Konstantin Sellheim (born 1978) is a German classical violist, who has appeared internationally with a focus on chamber music. He is a violist of the Münchner Philharmoniker, and lecturer of viola at the Universität der Künste Berlin.

== Career ==
Sellheim began to play violin at age six. He studied violin at the Hochschule für Musik und Theater Hannover. He then studied viola, from 1996 with Volker Worlitzsch of the NDR Radiophilharmonie, from 1999 with Hartmut Rohde at the Universität der Künste Berlin, from 2004 with Nobuko Imai in Amsterdam, and with Wilfried Strehle of the Berliner Philharmoniker.
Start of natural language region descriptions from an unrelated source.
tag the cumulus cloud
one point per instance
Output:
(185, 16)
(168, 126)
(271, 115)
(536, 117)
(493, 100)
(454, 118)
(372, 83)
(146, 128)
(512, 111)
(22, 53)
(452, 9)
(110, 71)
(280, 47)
He was from 2004 violist with the Staatskapelle Berlin conducted by Daniel Barenboim, and from 2006 violist of the Münchner Philharmoniker.

He has played with his sister, the pianist Katharina Sellheim, as the Duo Sellheim. They recorded a CD, Fantasy, of works by Robert Schumann, Paul Hindemith and Rebecca Clarke. With the clarinetist László Kuti, they have performed as the Sellheim-Kuti-Trio. The trio recorded a CD, Märchenerzählungen (Fairy tales), including Mozart's Kegelstatt Trio, K. 498, Schumann's Märchenerzählungen, Op. 132, György Kurtág's Hommage a R. Sch., Op. 15d, Prokofiev's Overture on Hebrew Themes, Op. 34, and Greetings from the Balkan by Béla Kovács. Sellheim also played chamber music with Giora Feidman, Igor Levit and Michael Schade, among others.

Sellheim created new music, playing for example in 2014 in a concert at the Gasteig in Munich the premiere of the piano quartet Skylla and Charybdis by Graham Waterhouse, along with the composer's Sonata ebraica and Beethoven's Piano Quartet in C major, WoO 36/3, with his sister, the violinist David Frühwirth and the composer.

He has been lecturer of viola at the Universität der Künste Berlin in Rohde's class.

Sellheim received prizes at international competitions including the International Johannes Brahms Competition in Pörtschach in 2002 and the International Max Rostal Competition in Berlin in 2004.